Hırsla bana yürüyüp yakamdan tuttu, suratıma bir yumruk geçirirken sinir krizi geçirdiğini anlamıştım.

"Ne diyorsun lan sen!" diye haykırdı, bir daha vururken.

Sinirden delirmiş gibi görünüyordu, aldırmadım. Bir süre etrafa bağırarak tekme savurdu. Saçlarını çekiştirirken nefesi hızlanmıştı. Bir daha üzerime atılacakken kendini durdurdu. Yalpalayarak cama gitti ve geldiği gibi aşağı indi camdan.

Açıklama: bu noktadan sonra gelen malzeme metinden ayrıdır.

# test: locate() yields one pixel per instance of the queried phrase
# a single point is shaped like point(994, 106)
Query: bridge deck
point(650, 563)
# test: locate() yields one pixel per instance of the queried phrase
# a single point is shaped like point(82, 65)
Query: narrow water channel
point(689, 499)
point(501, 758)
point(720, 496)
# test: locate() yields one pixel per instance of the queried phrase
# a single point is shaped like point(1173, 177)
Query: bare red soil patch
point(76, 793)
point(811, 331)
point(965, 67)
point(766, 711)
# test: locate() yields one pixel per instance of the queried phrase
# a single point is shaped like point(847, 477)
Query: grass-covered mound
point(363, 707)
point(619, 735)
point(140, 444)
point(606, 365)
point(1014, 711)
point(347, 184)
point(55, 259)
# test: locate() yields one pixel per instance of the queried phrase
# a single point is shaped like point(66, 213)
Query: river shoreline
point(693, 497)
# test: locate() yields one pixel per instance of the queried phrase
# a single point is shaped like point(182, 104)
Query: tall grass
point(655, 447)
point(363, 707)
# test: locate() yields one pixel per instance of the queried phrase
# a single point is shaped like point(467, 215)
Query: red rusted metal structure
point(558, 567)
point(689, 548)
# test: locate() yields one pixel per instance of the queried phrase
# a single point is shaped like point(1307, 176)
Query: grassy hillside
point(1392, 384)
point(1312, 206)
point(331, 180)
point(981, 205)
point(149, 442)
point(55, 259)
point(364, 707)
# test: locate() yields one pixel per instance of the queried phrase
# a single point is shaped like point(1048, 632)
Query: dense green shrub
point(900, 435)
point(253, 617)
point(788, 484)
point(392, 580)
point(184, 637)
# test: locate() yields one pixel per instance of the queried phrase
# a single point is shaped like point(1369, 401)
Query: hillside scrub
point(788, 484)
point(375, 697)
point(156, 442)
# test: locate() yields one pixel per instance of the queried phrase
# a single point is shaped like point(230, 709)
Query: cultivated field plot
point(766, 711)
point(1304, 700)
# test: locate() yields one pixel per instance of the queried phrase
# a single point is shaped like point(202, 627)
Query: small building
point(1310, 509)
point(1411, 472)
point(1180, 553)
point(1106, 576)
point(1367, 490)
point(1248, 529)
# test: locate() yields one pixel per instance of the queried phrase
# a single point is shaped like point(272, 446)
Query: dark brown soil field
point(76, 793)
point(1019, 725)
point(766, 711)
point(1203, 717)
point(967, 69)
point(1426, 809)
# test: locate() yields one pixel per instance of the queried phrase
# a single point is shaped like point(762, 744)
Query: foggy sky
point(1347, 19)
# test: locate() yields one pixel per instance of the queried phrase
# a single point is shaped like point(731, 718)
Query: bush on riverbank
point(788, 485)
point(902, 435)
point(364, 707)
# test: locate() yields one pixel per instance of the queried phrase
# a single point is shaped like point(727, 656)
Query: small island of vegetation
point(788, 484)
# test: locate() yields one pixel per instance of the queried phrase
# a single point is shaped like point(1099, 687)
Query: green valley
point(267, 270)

O gittikten sonra halen kırılmış olan cama bakarken komşuların zile basması ile kapıya çıkıp onları önemli bir şeyin olmadığına ikna edip içeri döndüm. Odayı annem daha fazla soru sormasın diye düzelttim. Artık ağlamıyordum bile. Daha sonra gücümün tükendiğini anlayınca kendimi yatağa bıraktım. Derin derin soluklar alırken şimdi ne olacağını düşündüm.